In the movies there are big-ticket items people are willing to kill over: drugs, diamonds…aquarium fish. Well, for serial killer Yukio Murata (Denden) a fish deal gone wrong is worthy of a murder in Shion Sono’s (Suicide Club) new Japanese blood fest Cold Fish, anyway.

After remarrying a young woman following his wife’s death, fish store owner Nobuyuki Syamoto (Mitsuru Fukikoshi) is having trouble controlling his angry teenage daughter. She acts out by stealing some stuff from a grocery store when Murata, who is also in the fish-selling business, offers to help out the family by hiring the unruly daughter into the ranks of his aquarium-cleaning boot camp of delinquent girls.

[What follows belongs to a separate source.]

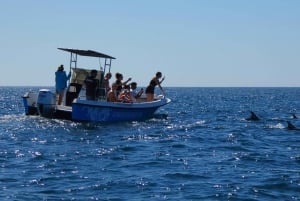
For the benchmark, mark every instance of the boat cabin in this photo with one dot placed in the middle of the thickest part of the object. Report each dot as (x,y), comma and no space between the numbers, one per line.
(79,74)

Far from being a godsend, however, Murata and his wife Aiko (Asuka Kurosawa) are following the Natural Born Killers plan to success. The daughter likes her new digs, but her father is abruptly forced into the couple’s business because anyone who disagrees with Murata is “made invisible.” Unfortunately for an early adversary who disagrees on the price of a fish, the wife and husband duo quickly commence their kill-and-hide-the-body routine, only this time with the forced assistance of Syamoto. Murata claims to have killed 358 people, but after seeing the Mickey Mouse gloves he uses to transport the bodies it becomes a bit hard to swallow.

The trio drives to a shack out in the woods where they carry out the sordid job of eliminating the evidence in broad daylight. Aiko is perhaps equally as sadistic as her husband, and the splatter flick crosses into dark comedy territory as the sadistic Muratas get the victim’s blood on their hands and clothes, on the floor, everywhere. Needless to say, they could learn a few things from watching an episode of Dexter.

The film is full of gratuitous sex scenes, and the mix of sex and violence is at times disturbing. The females are overtly sexualized and appear to be motivated solely by lust, often to their own demise.

When Syamoto learns the cops are on the tail of his new boss, he’s just a phone call away from turning him in. Syamoto has to sharpen his survival skills if he wants to stay alive. Cold Fish is a little long and choppy, but the ending isn’t anticipated and guessing at alliances becomes a game that lasts the length of the movie.

The film, supposedly inspired by true events, is bloody, in a no-holds-barred kind of gory-gross way. Some of the kooky scenes are almost hard to stomach with absurd body disposal methods that include splashing bones with soy sauce. The screen often creates a voyeuristic window for the viewer akin to something like watching ravenous piranhas eating defenseless goldfish (which is also in the film). Murata, the perfect villain, makes the film. He’s just the right mix of creepiness and rage, but aren’t fish tanks supposed to lower your blood pressure?